What you will tell to whom
The pain and shame and loss that is so raw and near to the surface in these situations, is not always easy to share. There is no way that my Step-mum would naturally want to talk about what she is *really* feeling with all the professionals that might ask her. It’s really only the people who know and understood their relationship and have seen it change over time, who can really acknowledge and empathise with the transitions and adjustments that are having to be made on a frequent basis. That renegotiation of relationship is a constant need in their circumstances and maybe that is the kind of space that only close friends and family can create for them in which to discuss it and navigate through it. However, the lack of acknowledgement from the ‘services’ around them that the relationship between them and the changes in this, is at the heart of so much of what is difficult, is a problematic omission.

The Tick Boxes
When we first given the go-ahed to find care support to come in to the home (and that was a long and difficult process in itself), my Dad was very clear that what he wanted most of all, was not someone to come and look after his ‘personal care’ but someone who would help him keep connected to life. He wanted someone who would take him out in the car, push his wheelchair through the fresh air, take him to places where birds were singing. We looked at the advert template sent over to us for the care coalition website and realised straight away that if we were to attract the kind of person we were looking for then we needed to design our own and bin the template. We didn’t want to use language like “duties” and we even mentioned pubs and gin & tonics. The advert reflected the personality of my Dad as he is rather than as he is defined by his needs. Despite finding a brilliant person through this advert, who twice a week spends time with my Dad, taking him out, typing his stories out for him, finding music libraries for him to listen to, we are still battling with the care services coalition to keep this cost covered. It’s considered a luxury, an unnecessary part of his care. Part of me wishes we could balance out public resource better between care needs/services and the stuff of relationships and humanity. The other part of me wonders what could have been done differently somewhere in the last 12 years to ensure that my Step Mum had time preserved for her to be able to (and want to) spend time with my Dad, so they could do these things together. Instead, she is completely overwhelmed and anxious all of the time, to be able to engage with doing anything with my Dad other than his day to day care now. I suspect that a lot of this comes down to the fact that care has been designed to focus on tasks rather than relationships.

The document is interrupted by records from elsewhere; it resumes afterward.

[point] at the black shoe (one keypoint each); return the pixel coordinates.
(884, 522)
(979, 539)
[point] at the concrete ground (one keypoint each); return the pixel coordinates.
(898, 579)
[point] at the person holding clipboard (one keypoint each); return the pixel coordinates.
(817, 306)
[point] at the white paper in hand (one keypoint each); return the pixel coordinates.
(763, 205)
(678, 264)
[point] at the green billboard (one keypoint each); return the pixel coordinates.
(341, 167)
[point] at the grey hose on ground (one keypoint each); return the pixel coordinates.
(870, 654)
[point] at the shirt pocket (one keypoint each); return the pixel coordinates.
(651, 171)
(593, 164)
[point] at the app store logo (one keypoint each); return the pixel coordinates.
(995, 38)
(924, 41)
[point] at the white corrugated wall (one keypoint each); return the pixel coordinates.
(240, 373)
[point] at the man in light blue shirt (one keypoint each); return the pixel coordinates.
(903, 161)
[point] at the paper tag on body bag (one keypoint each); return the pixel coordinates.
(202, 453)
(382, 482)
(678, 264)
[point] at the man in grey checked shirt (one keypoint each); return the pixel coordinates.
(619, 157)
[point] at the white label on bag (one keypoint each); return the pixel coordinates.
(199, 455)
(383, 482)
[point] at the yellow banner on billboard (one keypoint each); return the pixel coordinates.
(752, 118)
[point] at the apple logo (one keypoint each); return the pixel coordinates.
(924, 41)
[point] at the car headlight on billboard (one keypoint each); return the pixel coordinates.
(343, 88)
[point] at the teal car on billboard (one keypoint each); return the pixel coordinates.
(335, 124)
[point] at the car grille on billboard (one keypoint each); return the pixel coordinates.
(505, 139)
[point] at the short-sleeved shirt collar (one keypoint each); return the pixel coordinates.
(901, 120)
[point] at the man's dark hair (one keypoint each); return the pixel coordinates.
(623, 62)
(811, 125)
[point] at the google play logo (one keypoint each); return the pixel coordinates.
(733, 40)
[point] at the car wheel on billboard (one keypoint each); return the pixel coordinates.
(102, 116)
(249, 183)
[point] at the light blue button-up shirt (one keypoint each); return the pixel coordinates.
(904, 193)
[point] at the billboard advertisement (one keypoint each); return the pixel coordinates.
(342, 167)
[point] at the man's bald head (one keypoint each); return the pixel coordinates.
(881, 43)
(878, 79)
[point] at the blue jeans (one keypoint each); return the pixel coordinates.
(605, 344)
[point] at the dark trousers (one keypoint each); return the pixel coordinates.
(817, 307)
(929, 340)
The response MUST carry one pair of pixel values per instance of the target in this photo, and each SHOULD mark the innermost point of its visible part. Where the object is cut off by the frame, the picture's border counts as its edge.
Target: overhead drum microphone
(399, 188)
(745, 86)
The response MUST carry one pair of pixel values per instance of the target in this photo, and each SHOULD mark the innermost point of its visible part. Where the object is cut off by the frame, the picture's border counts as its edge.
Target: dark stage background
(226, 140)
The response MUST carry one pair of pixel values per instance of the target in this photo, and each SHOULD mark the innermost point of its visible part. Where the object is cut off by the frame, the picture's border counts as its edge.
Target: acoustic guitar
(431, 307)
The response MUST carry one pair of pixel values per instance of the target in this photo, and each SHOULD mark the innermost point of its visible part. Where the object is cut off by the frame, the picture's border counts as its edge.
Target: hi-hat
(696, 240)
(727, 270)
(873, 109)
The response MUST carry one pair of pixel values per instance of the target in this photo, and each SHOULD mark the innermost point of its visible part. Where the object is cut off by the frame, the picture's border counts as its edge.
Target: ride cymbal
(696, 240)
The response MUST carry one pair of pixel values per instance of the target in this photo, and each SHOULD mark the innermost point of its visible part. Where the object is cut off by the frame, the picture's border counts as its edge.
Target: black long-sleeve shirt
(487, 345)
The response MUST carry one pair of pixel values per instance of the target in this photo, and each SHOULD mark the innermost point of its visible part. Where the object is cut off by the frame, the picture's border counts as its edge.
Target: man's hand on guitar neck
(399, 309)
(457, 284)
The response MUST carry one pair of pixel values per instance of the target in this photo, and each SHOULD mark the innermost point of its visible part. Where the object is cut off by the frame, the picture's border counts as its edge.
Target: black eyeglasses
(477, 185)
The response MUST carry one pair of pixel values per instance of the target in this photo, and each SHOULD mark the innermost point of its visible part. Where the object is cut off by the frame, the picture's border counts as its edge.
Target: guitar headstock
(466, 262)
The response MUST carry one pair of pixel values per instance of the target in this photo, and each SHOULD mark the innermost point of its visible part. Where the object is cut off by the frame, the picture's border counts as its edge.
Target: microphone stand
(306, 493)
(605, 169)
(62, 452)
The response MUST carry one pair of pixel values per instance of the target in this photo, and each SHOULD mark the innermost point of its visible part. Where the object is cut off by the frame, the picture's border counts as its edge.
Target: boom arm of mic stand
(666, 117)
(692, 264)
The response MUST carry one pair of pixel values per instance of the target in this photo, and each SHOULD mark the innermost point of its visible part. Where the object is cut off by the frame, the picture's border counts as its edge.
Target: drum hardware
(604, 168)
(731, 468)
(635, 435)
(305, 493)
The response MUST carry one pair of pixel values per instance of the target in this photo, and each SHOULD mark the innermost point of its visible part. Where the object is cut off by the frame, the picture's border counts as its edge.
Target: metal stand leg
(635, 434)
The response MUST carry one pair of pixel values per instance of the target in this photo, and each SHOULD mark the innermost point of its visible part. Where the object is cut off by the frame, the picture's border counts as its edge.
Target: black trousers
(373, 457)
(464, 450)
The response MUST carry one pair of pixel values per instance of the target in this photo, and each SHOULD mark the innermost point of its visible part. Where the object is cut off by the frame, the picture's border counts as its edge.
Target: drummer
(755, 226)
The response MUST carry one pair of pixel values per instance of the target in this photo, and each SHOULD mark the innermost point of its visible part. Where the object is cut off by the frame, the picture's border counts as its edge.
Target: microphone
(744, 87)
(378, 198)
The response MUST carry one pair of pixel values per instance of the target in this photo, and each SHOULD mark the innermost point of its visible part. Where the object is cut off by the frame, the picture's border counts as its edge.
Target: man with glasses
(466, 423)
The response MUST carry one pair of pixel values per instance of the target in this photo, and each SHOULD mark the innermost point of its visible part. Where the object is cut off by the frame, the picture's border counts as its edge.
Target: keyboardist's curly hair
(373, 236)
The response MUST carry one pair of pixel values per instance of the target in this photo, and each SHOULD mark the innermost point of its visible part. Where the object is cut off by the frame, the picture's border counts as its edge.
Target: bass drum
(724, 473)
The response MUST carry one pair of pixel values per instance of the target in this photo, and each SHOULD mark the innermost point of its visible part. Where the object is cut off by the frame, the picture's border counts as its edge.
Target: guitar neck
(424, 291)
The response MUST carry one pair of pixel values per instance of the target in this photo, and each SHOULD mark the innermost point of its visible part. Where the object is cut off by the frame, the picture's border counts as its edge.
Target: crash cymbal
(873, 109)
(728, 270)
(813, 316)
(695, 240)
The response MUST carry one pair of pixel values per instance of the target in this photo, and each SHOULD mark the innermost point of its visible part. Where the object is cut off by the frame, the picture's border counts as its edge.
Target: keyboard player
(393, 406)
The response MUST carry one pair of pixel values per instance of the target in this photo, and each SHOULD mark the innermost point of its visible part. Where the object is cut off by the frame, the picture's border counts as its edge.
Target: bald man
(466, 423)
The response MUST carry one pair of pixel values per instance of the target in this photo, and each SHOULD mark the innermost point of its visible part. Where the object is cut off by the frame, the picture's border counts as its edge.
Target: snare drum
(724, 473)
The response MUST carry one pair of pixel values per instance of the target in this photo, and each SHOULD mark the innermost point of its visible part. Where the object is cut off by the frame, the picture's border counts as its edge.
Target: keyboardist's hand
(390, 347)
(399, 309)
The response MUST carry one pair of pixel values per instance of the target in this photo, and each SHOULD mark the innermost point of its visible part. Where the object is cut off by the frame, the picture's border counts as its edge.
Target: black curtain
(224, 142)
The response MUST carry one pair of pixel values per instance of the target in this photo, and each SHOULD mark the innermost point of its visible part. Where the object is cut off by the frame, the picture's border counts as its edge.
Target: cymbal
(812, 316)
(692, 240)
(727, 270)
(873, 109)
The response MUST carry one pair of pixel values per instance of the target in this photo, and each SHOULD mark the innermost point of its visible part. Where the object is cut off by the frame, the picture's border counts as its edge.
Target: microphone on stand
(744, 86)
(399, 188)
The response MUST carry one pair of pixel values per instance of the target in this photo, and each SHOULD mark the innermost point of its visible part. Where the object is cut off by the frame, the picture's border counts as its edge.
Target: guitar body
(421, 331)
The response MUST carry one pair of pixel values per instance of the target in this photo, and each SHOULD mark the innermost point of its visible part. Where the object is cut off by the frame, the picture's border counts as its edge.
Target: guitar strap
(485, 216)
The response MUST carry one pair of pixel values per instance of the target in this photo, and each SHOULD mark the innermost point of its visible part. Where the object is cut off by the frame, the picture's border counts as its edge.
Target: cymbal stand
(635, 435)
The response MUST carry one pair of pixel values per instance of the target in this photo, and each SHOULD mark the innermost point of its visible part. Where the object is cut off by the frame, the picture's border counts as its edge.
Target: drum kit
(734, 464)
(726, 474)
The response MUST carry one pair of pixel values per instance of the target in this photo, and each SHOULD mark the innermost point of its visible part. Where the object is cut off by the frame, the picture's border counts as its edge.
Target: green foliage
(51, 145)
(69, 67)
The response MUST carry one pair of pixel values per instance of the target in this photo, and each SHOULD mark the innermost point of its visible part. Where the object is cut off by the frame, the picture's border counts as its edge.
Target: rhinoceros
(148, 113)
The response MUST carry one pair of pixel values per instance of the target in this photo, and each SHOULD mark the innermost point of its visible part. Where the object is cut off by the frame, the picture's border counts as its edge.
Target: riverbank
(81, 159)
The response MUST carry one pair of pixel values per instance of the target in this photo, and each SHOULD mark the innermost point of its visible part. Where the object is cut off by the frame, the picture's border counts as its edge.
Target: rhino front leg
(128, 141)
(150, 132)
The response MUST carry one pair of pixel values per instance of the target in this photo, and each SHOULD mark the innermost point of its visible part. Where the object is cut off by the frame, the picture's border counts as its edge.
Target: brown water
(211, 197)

And the simple suggestions I made:

•When advertising for care, make sure that how and what you are asking for reflects the personality of the people involved.
•Look at how you can create spaces or ways for people to share what they are really feeling about their situation.
•Are there ways that wearable or more ambient technology can be used to collect data about what people need and would like, rather than endless and repetitive data entry in to forms.
•Connected care and the networks and linking up of services is hugely important but at the heart of that might be one relationship (between two partners) that can often influence the ability to engage with and make use of anything that exists beyond that.

On a last note, I was reflecting back to Joost (part of the founding Hub Launchpad team) about how some of the conversations I was involved in today felt very similar to many I have been involved in having worked in design and public services since 2006, however, what really excites me about the Public Service Launchpad, is whether the content of the conversations is new or not, the ground swell around this, and people’s recognition of the need for change, and the desire to be part of making it happen, feels palpable. I am so glad Hub Launchpad is providing a space for people to join in with this.